OTTAWA — An independent Canadian senator has proposed a bill that would allow the government to take the frozen assets of dictators and their cronies to help refugees forced to flee their tyranny.
Sen. Ratna Omidvar tabled the Frozen Assets Repurposing Act on Thursday with the support of Allan Rock, the former Liberal attorney general and justice minister who also served as a United Nations ambassador.
The bill builds on the recommendation and research of the World Refugee Council, an initiative of the Ontario-based Centre for International Governance Innovation, to put to constructive use the estimated $20 billion to $40 billion seized annually from corrupt officials around the world.
The council, formed in May 2017, is chaired by former Canadian foreign minister Lloyd Axworthy, and its two dozen members include former world leaders, ministers, peace activists, as well as leading business, civil society and human-rights figures.
The new bill would build on Canada’s current Magnitsky Act sanctions that target human-rights abusers, and it comes just after Canadian sanctions against politicians and business people in Russia and Venezuela.
Omidvar said her bill goes one step further than the act because it calls for the confiscation of seized assets so they can be used to help victims of rights abuses, including those forced to flee their homes.
“This will increase accountability in two ways — A, by eliminating the impunity by which corrupt kleptocrats hide their money in safe havens and B, by redirecting their purloined wealth back to those harmed by their misrule,” Omidvar told a press conference on Parliament Hill.
The bill would give Canadian courts the authority to confiscate the frozen assets and repurpose them for the benefit of victims.

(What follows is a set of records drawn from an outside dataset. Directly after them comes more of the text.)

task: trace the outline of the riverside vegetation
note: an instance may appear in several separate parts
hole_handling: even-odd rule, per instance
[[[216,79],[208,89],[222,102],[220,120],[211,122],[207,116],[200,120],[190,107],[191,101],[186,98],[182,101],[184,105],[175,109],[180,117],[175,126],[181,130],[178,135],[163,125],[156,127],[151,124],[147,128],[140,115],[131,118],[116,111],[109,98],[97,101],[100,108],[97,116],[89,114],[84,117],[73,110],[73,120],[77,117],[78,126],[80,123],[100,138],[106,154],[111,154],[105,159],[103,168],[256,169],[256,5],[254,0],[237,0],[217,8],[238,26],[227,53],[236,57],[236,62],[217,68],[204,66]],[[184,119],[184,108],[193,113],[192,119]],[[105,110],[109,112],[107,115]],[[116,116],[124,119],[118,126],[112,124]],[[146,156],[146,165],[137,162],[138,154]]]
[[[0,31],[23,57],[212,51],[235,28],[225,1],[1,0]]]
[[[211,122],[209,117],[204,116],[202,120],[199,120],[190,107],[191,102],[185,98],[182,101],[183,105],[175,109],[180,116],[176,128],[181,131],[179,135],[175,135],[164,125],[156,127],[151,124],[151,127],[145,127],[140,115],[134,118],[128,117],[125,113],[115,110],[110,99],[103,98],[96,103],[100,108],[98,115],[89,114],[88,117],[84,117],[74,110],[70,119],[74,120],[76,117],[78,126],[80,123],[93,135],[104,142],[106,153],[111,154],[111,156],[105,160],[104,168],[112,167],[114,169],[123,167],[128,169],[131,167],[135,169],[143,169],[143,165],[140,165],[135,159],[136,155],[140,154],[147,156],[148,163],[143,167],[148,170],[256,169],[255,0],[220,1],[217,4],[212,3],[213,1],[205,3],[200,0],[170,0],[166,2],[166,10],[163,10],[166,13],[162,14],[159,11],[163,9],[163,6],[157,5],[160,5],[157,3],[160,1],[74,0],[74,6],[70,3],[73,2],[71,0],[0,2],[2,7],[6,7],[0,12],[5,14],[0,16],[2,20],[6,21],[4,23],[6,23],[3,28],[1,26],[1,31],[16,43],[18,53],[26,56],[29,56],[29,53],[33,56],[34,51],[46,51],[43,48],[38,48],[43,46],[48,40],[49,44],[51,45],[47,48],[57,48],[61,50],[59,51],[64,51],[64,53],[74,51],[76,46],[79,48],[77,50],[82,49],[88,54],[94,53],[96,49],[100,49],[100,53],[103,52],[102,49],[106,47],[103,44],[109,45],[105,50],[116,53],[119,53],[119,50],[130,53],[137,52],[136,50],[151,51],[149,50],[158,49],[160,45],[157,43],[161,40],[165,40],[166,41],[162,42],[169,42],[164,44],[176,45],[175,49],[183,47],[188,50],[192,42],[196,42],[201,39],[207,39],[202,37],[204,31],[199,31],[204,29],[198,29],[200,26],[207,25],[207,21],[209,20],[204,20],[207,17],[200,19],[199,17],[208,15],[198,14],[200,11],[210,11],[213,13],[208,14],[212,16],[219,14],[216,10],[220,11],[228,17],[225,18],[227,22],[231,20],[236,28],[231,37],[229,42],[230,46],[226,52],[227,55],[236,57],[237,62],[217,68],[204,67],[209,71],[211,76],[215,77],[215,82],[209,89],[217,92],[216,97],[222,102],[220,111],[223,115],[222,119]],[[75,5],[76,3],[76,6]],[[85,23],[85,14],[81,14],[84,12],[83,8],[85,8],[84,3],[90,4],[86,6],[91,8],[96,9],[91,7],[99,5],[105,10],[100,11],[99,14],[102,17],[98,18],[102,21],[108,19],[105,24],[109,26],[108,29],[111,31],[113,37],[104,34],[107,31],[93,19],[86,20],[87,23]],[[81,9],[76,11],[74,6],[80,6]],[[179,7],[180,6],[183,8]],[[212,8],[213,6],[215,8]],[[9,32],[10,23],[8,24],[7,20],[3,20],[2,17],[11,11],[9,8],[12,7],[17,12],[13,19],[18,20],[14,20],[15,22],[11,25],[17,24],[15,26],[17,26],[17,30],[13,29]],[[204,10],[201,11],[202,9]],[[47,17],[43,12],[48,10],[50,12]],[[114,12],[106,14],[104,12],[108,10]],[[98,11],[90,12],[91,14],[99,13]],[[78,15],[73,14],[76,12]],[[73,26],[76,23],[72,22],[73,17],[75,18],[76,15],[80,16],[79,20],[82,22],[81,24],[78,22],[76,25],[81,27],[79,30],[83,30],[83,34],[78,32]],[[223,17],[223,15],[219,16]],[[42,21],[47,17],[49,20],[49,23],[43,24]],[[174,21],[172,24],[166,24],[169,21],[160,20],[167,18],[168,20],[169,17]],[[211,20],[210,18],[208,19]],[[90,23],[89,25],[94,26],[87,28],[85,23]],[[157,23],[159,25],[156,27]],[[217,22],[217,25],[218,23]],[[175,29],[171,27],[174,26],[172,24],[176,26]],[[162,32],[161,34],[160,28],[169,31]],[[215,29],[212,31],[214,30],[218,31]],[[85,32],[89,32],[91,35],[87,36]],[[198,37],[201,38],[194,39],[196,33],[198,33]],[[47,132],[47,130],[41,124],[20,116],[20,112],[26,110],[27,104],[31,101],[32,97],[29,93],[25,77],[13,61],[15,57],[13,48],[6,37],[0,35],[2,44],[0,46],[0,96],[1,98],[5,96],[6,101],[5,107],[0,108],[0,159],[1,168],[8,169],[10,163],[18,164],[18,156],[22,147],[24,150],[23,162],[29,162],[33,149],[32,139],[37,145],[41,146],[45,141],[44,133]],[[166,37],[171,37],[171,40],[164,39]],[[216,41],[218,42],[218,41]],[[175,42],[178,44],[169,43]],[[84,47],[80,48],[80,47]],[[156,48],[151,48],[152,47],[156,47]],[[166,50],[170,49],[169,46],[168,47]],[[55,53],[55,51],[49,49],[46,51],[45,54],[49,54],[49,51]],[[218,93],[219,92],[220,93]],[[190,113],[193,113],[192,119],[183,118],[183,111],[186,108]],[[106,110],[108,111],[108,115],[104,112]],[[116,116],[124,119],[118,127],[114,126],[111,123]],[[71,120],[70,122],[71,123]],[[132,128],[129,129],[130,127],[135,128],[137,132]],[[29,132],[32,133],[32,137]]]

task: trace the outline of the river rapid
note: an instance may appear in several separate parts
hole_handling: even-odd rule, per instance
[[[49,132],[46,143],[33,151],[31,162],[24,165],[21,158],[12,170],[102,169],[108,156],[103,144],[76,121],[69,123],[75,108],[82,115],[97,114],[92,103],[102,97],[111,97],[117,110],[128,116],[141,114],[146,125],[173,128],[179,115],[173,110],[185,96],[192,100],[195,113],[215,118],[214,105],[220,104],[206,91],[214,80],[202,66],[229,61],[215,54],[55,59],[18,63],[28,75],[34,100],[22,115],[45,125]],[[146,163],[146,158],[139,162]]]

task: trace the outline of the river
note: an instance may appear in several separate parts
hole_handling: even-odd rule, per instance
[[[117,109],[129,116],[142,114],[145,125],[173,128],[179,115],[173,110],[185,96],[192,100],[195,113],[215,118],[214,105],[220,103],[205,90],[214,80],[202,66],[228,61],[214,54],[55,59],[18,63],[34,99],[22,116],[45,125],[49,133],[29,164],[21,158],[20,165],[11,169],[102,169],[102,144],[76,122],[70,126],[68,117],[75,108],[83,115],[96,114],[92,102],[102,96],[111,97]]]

The bill proposes doing this through an application by the attorney general of Canada, the cabinet post Rock held in the former Liberal government of Jean Chretien.
“The bill she is tabling, if passed, would make Canada a global leader in holding bad leaders accountable for their crimes against the forcibly displaced,” said Fen Hampson, the executive director of the refugee council.

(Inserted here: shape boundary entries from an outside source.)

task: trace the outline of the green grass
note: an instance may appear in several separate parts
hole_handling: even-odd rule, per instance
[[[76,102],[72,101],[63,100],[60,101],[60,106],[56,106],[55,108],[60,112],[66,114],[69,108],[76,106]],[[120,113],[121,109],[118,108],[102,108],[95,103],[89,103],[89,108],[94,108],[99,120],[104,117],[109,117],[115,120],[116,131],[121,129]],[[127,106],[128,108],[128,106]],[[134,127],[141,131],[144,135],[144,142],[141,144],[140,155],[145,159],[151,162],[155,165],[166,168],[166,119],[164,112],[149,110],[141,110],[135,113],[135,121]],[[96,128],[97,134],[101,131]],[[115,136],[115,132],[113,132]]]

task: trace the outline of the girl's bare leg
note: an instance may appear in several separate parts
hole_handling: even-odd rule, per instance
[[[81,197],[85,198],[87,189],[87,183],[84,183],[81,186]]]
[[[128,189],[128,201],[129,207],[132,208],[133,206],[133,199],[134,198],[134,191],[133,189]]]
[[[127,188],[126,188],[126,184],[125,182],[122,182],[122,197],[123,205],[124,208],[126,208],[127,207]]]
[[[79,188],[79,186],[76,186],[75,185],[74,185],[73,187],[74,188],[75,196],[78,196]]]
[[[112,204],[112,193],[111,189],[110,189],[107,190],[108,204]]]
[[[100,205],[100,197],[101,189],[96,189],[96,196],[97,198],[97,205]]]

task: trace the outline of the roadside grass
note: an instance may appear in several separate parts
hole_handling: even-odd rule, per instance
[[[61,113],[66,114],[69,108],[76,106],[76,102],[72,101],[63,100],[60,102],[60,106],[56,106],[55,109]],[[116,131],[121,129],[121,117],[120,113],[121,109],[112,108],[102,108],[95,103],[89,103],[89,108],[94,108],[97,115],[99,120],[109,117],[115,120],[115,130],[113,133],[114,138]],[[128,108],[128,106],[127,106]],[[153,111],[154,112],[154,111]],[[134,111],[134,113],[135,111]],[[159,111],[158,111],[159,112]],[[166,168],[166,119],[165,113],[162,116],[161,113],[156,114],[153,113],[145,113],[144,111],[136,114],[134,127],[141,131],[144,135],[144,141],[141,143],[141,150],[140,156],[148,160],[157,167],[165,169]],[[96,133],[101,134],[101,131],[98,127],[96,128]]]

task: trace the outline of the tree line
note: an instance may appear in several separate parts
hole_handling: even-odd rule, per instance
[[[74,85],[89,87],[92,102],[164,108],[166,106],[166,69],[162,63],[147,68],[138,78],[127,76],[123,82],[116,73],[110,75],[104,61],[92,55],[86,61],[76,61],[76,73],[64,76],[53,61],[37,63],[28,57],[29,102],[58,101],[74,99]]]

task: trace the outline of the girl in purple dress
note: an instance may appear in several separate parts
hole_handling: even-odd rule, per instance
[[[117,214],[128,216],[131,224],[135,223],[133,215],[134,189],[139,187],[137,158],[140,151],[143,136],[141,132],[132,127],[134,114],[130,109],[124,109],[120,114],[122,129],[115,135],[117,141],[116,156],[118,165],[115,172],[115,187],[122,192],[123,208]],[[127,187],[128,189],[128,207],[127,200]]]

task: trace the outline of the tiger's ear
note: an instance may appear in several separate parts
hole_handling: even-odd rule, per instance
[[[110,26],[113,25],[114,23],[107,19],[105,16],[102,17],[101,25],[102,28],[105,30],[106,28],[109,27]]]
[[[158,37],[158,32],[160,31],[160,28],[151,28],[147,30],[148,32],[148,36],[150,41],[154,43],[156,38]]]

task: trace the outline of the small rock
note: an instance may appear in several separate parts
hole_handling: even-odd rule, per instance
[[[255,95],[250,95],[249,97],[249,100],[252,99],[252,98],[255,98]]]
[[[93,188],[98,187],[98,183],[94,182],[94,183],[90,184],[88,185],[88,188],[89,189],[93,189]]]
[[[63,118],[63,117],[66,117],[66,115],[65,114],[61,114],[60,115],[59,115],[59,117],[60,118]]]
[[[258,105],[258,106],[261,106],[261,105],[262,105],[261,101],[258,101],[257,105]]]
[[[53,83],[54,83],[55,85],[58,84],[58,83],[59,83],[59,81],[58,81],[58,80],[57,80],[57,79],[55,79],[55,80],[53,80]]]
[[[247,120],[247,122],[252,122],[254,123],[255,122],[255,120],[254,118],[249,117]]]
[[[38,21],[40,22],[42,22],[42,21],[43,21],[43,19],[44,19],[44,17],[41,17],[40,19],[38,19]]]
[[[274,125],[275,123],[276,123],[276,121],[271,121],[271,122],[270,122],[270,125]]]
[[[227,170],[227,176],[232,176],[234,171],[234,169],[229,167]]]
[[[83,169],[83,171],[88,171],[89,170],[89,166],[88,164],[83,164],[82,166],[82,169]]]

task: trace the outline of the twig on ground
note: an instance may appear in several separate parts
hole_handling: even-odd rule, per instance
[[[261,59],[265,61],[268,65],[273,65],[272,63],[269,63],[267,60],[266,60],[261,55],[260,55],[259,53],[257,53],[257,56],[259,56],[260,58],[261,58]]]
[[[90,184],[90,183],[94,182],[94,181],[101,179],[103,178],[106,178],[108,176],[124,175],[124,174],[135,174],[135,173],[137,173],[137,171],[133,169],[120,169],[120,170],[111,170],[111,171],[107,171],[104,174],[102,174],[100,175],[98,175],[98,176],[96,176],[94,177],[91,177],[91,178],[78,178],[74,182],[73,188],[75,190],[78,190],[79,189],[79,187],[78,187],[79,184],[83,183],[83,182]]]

In the case of the ongoing crisis in Venezuela, Hampson said the billions in frozen assets seized from the country’s dictator Nicolas Maduro could be used to pay for the refugee crisis that has forced more than three million people to flee their homes because of the country’s economic and political meltdown.
Canada has imposed sanctions on 70 people associated with Maduro, while the United States has targeted Venezuela’s state-owned oil company with sanctions.
Last week, Canada imposed additional sanctions on 129 people, companies and organizations over Russia’s treatment of Ukraine. Canada said the measures were a response to the ongoing Russian occupation of Crimea and the arrests of 24 Ukrainian sailors in the Black Sea last November.